La tennista italiana sarebbe risultata positiva a gennaio, ma sta preparando la sua difesa assieme alla FIT. Sul tema, Netflix ha appena rilasciato un nuovo documentario che racconta l’indagine WADA che proverebbe il coinvolgimento diretto del Governo di Mosca
Aggiornamento ore 16:00 – La Errani ha postato su Twitter la sua spiegazione per quanto accaduto. Spiegazione accettata anche dal tribunale che ha riconosciuto la sua buona fede, comminandole solo due mesi di squalifica.
— Sara Errani (@SaraErrani) August 7, 2017
Manca la comunicazione ufficiale, ma sulle pagine del Corriere della Sera ci sono indiscrezioni che raccontano bene tutta la questione: la tennista Sara Errani, una delle più forti italiane in attività , sarebbe risultata “non negativa” a un test anti-doping dello scorso gennaio, e starebbe lavorando di concerto con la Federtennis (FIT) a una difesa sul caso. L’atleta rischia una squalifica importante, visto che la sostanza proibiti individuata fa parte di una categoria ritenuta particolarmente significativa per quanto attiene la modifica delle prestazioni.
Il caso Errani
Stando a quanto raccontato dal Corsera, il test che ha individuato tracce di Arimidex nelle urine di Sara Errani risalirebbe all’inizio del 2017: l’anastrozolo è una sostanza normalmente impiegata nel trattamento del carcinoma al seno, dunque non avrebbe alcun motivo per trovarsi nell’organismo di un’atleta sana. Per questo è inserito nella categoria S4 delle sostanze dopanti poiché ritenute “stimolatori ormonali e metabolici”: se verrà confermata la “non negatività ” e ITF (la federazione internazionale del tennis) deciderà di procedere contro Sara Errani, per la sportiva si potrebbe prospettare una squalifica importante.
In questi mesi Sara Errani ha lavorato di concerto con la FIT per elaborare una strategia difensiva: le indiscrezioni del quotidiano milanese puntano sulla possibilità che sia avvenuta una contaminazione di uno degli integratori che la tennista assume, circostanza resa più verosimile anche dal fatto che di recente la Errani ha cambiato allenatore e metodo di preparazione. Nel frattempo Sara ha comunque continuato a giocare, sebbene la sua presenza si sia fatta più sporadica nelle ultime settimane – forse proprio per consentirle di rientrare in Italia, sottoporsi a test approfonditi e concertare al meglio la sua difesa.

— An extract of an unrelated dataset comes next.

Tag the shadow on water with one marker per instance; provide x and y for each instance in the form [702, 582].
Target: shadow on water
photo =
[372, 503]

Icarus, il caso del doping di stato su Netflix
Il tema del doping è estremamente complesso: da anni si sospetta che sia ben più diffuso tra i professionisti di quanto non dicano i test anti-doping, e la vicenda della Russia e del presunto doping di stato è stata raccontata nel documentario Icarus (premiato al Sundance) che è appena stato reso disponibile su Netflix. Il regista Bryan Fogel, ciclista amatoriale e grande fan di Lance Armstrong (almeno fino allo scandalo che ha svelato il doping del campione), voleva provare a valutare le differenze nelle sue prestazioni in una gara per dilettanti con e senza doping.

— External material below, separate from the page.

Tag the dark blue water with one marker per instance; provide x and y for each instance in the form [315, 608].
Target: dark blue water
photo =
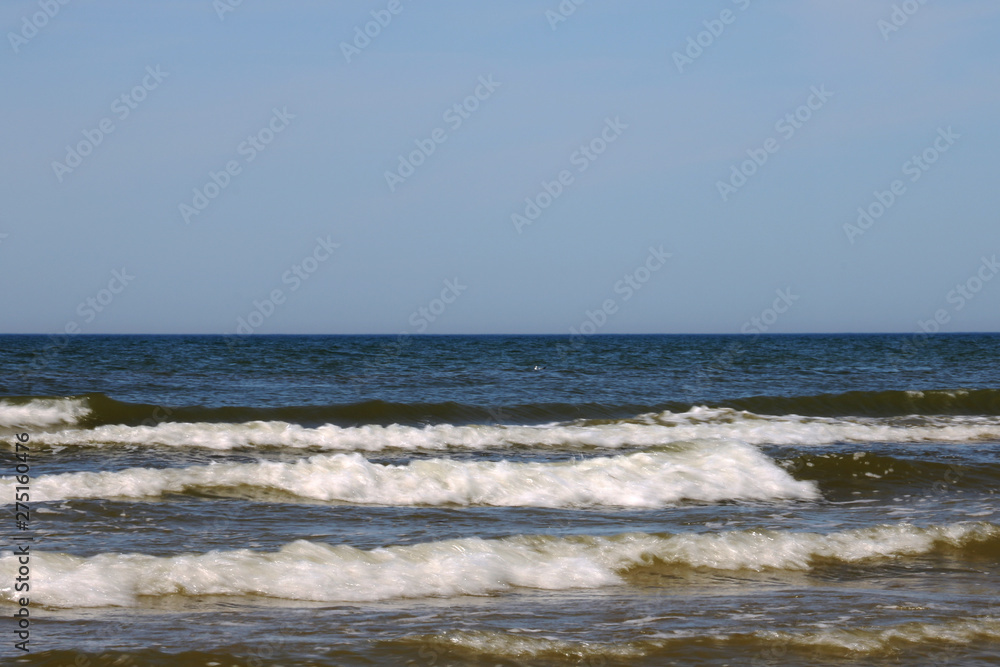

https://www.youtube.com/watch?v=iFou7v-btAg
Proseguendo su questa strada Fogel si è ritrovato suo malgrado al centro dello scandalo che ha coinvolto il laboratorio di stato russo che avrebbe dovuto vigilare sulla pulizia degli sportivi: fino a diventare di fatto il portavoce dell’ex-direttore di quel laboratorio, Grigory Rodchenkov, diventato uno dei principali informatori dell’inchiesta WADA (World Anti-Doping Association) che ha stabilito come ci siano prove relative alla manomissione dei campioni degli atleti russi nel corso delle Olimpiadi di Sochi 2014, anche grazie all’intervento dei servizi segreti ex-sovietici (FSB) e con il benestare persino di membri del Governo di Mosca compreso Vladimir Putin.

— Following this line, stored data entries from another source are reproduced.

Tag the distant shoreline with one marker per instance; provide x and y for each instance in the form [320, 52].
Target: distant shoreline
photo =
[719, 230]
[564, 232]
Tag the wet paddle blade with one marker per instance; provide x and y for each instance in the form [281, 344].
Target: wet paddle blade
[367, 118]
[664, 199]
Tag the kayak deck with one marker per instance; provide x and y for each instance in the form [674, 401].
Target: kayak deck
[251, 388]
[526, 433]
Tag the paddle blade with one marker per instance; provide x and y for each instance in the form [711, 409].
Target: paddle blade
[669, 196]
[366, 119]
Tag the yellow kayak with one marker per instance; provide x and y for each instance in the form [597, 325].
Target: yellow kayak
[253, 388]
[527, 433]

Icarus è un documentario molto lungo, oltre 2 ore, che fallisce nel tentativo di rendere un legal-thriller la vicenda russa: tuttavia riesce a chiarire molto bene la situazione attuale dello sport professionistico, in cui chi vuole può tranquillamente fare uso di doping e farla franca, e in cui la autorità preposte al contrasto di queste pratiche fuorilegge spesso si ritrovano con armi spuntate. La riammissione a Rio 2016 di quasi tutta la delegazione russa, compresa la molto discussa squadra di atletica, nel racconto di Fogel dimostrerebbe quali siano le reali priorità in campo.